Finalmente, a reforma
administrativa
Ao contrário de tantas
outras vezes em que o governo havia anunciado que a reforma administrativa iria
ao Congresso, desta vez felizmente não houve recuo. O texto foi entregue ao
Legislativo federal nesta quinta-feira, com medidas estruturantes. Nesta
primeira fase, com uma proposta de emenda à Constituição, trata-se de
redesenhar a estrutura do funcionalismo, melhorar os mecanismos que avaliam o
desempenho do servidor e acabar com “prêmios” que, além de muito custosos aos
cofres públicos, têm o efeito prático de distanciar o serviço público de
carreiras similares na iniciativa privada. Só mais adiante virão as propostas
sobre salários iniciais e número de carreiras e etapas de progressão dentro
delas, ocasião em que será possível avaliar a economia que a reforma trará ao
país.
As principais mudanças
incluem cinco diferentes tipos de vínculo para o servidor, incluindo alguns que
não terão garantida a estabilidade – mesmo assim, qualquer desligamento terá de
ser justificado, e a PEC da reforma ainda trata da demissão por desempenho
insuficiente, que já existia, mas ainda não era regulamentada. Também acabarão,
entre vários penduricalhos que o governo chama de “distorções” e “privilégios”,
as progressões por tempo de serviço – ou seja, o servidor só subirá na carreira
por mérito –, as férias por tempo superior a 30 dias, as licenças-prêmio, os
adicionais por tempo de serviço, a redução de jornada sem correspondente
redução na remuneração, e a incorporação ao salário de valores referentes ao
exercício de cargos e funções. A aposentadoria compulsória como punição por
irregularidades cometidas também será extinta.

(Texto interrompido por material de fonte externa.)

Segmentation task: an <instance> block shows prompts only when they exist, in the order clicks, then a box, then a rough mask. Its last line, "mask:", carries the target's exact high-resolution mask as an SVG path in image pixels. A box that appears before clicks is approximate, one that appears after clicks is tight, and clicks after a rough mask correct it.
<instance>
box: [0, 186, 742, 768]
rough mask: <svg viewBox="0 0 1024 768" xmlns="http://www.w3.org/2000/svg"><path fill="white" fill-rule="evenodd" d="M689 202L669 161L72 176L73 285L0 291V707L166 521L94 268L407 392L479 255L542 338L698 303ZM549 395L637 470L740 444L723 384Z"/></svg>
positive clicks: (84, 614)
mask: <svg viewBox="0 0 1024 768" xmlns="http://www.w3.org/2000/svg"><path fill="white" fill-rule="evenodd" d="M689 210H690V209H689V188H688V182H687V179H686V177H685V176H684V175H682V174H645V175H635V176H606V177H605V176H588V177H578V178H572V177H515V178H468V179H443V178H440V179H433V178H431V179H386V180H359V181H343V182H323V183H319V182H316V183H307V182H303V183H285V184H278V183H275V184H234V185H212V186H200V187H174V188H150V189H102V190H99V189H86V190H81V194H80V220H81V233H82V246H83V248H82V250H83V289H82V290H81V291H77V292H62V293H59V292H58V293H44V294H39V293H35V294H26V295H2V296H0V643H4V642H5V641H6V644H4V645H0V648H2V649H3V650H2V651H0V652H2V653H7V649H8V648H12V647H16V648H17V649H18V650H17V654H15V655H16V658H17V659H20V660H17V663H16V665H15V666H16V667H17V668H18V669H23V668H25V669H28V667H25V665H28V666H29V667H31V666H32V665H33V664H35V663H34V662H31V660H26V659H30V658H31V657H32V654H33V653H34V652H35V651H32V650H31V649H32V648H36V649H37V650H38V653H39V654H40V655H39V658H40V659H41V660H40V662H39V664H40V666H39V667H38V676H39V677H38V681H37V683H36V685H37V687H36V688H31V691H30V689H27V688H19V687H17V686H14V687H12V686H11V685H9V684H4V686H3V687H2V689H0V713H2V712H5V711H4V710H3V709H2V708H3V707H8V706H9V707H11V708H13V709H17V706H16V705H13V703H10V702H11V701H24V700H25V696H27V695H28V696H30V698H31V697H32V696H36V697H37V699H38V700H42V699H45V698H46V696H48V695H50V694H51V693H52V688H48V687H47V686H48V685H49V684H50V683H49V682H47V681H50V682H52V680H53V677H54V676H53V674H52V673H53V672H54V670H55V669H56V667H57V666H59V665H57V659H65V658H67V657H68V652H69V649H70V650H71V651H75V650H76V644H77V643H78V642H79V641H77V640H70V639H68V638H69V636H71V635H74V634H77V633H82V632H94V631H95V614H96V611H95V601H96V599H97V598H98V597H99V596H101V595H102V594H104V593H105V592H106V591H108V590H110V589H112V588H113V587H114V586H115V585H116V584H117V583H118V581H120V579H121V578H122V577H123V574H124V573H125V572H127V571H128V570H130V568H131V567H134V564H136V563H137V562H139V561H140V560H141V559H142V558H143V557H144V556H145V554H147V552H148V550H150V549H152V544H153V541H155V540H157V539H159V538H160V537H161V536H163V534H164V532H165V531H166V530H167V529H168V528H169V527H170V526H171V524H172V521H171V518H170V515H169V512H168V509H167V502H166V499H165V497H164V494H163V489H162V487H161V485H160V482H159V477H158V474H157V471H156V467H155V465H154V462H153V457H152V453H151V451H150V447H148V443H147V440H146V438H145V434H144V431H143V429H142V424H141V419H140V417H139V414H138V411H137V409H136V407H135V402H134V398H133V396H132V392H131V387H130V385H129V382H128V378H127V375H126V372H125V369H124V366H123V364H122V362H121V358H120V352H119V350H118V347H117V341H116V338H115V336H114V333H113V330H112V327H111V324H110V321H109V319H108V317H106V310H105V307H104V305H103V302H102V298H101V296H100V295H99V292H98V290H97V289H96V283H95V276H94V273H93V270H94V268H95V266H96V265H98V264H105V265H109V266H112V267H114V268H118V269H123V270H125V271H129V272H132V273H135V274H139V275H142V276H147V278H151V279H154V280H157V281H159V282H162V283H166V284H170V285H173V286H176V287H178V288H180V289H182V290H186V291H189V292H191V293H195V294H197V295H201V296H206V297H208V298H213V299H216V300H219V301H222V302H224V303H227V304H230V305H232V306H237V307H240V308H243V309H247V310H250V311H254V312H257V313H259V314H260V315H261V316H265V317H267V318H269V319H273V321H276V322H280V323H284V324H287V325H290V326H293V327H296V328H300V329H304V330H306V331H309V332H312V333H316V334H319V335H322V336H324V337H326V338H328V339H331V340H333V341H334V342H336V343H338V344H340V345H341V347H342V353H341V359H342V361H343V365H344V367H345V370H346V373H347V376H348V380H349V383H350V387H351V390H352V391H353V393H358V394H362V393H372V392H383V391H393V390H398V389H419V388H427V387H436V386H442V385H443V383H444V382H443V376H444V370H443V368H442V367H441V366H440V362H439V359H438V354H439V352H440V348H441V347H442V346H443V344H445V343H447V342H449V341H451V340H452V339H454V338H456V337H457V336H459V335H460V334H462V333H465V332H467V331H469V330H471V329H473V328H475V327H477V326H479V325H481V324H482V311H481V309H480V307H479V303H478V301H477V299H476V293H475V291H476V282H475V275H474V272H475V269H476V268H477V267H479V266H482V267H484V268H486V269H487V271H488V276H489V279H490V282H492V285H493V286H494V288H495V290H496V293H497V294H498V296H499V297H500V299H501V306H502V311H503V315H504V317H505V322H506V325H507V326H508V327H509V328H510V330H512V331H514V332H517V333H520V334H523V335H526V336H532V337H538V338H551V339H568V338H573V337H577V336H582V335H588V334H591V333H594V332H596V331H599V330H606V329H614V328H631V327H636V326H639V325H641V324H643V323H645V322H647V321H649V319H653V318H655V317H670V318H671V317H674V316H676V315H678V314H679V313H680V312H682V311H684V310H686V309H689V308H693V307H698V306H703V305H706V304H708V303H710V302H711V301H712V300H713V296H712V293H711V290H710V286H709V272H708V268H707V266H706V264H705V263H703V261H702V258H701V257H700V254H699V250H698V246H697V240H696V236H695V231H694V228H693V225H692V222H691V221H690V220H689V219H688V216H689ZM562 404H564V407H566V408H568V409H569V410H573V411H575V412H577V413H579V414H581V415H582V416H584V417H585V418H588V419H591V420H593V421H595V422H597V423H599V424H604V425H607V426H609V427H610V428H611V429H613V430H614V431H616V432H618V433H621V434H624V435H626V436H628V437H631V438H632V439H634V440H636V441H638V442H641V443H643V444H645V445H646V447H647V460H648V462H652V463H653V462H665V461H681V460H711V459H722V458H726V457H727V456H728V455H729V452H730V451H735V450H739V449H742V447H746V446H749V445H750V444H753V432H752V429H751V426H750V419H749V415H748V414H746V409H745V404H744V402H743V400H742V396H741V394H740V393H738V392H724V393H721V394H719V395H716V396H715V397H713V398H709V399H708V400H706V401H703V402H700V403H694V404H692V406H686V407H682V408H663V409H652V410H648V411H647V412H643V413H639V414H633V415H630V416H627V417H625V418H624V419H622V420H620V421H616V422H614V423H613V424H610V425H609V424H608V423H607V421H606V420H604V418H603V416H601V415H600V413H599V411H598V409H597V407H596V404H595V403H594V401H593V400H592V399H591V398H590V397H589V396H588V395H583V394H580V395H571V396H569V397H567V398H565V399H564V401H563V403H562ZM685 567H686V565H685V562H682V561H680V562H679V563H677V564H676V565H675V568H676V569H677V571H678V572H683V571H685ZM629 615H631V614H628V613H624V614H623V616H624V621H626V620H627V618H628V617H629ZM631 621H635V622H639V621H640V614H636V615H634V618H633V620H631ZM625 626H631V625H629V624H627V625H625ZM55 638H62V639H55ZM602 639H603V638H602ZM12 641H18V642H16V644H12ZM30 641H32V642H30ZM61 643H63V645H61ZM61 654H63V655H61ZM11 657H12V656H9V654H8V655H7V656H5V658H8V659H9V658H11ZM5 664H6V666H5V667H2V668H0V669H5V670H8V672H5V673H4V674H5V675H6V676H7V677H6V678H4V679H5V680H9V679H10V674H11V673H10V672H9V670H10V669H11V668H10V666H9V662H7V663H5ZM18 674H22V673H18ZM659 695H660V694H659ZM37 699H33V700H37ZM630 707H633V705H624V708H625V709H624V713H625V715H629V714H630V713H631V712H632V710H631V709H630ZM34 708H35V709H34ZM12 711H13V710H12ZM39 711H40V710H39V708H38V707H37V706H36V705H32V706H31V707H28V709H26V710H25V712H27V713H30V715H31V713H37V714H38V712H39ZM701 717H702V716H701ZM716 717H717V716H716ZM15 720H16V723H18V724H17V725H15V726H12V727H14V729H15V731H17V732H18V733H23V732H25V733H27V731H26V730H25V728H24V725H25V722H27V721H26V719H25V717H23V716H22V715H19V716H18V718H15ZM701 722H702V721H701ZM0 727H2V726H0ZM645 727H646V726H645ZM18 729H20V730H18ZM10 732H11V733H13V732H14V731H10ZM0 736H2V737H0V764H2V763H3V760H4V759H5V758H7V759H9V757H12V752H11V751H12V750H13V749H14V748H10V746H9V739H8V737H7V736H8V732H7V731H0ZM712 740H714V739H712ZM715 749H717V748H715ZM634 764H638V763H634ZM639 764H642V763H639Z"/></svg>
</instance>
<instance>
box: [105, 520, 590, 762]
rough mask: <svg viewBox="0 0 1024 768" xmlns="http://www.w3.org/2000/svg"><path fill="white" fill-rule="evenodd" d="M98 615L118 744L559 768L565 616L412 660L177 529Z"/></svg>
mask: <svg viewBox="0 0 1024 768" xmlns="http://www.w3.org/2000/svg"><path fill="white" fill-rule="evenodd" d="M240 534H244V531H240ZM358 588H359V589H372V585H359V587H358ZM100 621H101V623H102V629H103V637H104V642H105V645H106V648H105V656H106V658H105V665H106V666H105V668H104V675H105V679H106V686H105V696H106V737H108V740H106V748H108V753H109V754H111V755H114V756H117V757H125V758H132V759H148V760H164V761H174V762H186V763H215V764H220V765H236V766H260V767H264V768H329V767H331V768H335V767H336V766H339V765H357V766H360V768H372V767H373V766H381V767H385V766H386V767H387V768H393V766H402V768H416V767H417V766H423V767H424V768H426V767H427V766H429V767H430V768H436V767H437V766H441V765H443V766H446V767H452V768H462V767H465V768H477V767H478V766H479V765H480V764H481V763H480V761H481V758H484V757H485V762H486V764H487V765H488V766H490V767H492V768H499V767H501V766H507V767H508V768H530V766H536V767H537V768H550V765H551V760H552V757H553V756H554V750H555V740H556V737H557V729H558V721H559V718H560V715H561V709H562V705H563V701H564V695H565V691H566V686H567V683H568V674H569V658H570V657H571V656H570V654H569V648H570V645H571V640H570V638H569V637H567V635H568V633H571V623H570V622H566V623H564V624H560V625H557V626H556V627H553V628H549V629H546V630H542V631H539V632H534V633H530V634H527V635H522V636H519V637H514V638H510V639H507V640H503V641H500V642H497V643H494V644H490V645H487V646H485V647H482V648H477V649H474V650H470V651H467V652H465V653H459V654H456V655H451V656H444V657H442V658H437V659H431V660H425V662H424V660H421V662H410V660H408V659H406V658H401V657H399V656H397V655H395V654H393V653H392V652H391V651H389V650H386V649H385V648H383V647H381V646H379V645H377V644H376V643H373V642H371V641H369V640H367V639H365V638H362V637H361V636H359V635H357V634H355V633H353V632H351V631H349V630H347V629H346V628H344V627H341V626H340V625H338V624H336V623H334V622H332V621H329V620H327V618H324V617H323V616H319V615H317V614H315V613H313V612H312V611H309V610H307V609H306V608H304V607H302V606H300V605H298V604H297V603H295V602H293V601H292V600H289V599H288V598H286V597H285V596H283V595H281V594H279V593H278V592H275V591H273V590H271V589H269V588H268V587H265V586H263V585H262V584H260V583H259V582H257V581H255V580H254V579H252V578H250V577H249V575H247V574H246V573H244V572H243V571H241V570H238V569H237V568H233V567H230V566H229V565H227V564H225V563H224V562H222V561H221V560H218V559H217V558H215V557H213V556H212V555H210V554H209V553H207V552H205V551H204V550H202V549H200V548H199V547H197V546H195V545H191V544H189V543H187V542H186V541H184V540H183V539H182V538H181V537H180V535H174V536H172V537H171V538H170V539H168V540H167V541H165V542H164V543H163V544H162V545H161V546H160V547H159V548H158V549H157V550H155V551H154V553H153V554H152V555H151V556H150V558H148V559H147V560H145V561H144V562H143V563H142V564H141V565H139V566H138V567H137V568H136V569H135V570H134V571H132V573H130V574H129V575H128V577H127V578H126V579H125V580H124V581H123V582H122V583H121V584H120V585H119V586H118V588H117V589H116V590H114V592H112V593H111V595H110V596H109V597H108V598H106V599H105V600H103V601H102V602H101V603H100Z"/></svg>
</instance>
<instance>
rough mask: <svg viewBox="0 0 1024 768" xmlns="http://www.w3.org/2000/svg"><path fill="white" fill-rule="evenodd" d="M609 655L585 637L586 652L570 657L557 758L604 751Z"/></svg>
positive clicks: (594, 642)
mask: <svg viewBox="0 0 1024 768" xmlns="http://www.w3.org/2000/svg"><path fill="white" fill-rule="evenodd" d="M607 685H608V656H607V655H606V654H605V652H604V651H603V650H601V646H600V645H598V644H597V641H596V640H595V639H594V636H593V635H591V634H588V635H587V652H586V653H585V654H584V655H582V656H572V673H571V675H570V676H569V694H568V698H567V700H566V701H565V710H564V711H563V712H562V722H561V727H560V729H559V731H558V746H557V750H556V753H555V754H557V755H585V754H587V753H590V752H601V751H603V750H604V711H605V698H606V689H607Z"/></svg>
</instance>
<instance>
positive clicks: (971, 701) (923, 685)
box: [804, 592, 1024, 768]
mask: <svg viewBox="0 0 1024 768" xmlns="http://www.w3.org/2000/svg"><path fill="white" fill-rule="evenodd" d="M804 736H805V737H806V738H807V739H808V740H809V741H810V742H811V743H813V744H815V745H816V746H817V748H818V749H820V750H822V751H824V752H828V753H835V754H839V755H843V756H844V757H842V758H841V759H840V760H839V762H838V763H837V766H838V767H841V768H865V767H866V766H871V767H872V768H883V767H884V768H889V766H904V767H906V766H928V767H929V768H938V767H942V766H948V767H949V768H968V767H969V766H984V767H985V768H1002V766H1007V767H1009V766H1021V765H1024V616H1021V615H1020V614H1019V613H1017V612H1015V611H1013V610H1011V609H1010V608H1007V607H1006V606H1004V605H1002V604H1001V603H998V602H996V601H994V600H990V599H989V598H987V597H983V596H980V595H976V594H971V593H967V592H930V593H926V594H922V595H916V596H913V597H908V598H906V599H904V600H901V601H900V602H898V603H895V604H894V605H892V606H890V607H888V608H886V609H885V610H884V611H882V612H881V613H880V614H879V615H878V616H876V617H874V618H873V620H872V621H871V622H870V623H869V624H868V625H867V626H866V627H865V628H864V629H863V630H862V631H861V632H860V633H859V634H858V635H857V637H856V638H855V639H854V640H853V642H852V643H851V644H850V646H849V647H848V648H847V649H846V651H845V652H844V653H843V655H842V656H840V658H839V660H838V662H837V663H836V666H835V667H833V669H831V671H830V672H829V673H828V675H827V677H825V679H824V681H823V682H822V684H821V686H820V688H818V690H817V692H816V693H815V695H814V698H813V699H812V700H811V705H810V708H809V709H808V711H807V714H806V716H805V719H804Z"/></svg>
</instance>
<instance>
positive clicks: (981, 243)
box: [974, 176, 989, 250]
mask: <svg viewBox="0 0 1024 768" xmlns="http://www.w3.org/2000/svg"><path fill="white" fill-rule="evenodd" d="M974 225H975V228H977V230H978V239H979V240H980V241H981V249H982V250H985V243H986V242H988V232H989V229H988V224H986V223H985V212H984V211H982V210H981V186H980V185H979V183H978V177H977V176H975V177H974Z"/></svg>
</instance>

A reforma administrativa é necessária em si mesma,
e não apenas porque os cofres públicos estão à míngua.
Com mudanças tão radicais,
é compreensível que o governo tivesse optado, ainda durante a fase de desenho
da reforma, em não aplicá-la aos atuais servidores. O tema certamente seria
judicializado com forte tendência a considerar todos esses benefícios como
“direitos adquiridos” que não poderiam ser alterados nem mesmo por emenda
constitucional. Esta escolha também pode amenizar as resistências de pelo menos
alguns parlamentares que têm no funcionalismo sua base eleitoral, embora as
entidades que representam servidores já estejam se movimentando para fazer
pressão contra o texto do governo.
Assim como as outras
reformas macroeconômicas, a administrativa era necessária em si mesma, e não
apenas porque os cofres públicos estão à míngua. Ainda que os governos
estivessem nadando em dinheiro, não é mais possível que o serviço público
continue a ser fonte de desigualdade entre brasileiros, com remunerações
iniciais e médias salariais muito maiores que as oferecidas pela iniciativa
privada, além de tantos outros benefícios inacessíveis ao brasileiro
assalariado ou empreendedor. Aliás, o hábito de oferecer altos salários de
entrada está intimamente conectado ao “achatamento” das carreiras públicas,
quando não há muita diferença salarial entre quem acaba de ingressar no
funcionalismo e quem está nele há décadas. Isso, por sua vez, leva à demanda
pelos penduricalhos que servem de compensação pela ausência de ganhos mais
significativos no salário-base à medida que os anos passam. A concretização de
todas essas metas dependerá das próximas etapas da reforma, que exigem a
aprovação do texto enviado ao Congresso nesta quinta-feira.
Agora, é esperar que o
presidente da Câmara, Rodrigo Maia (DEM-RJ), que tanto insistiu pelo envio da
reforma administrativa o quanto antes, também cumpra sua promessa e coloque a
reforma administrativa para andar de forma que ela seja aprovada, no mais
tardar, no início do próximo ano. E que o Congresso, tão repleto de
parlamentares dispostos a fazer o jogo do corporativismo, não retalhe o texto,
diminuindo drasticamente seu impacto como fez com a reforma da Previdência. O
país precisa de um serviço público eficiente, que saiba recompensar seus
funcionários sem criar privilégios que os distanciam daqueles a quem servem.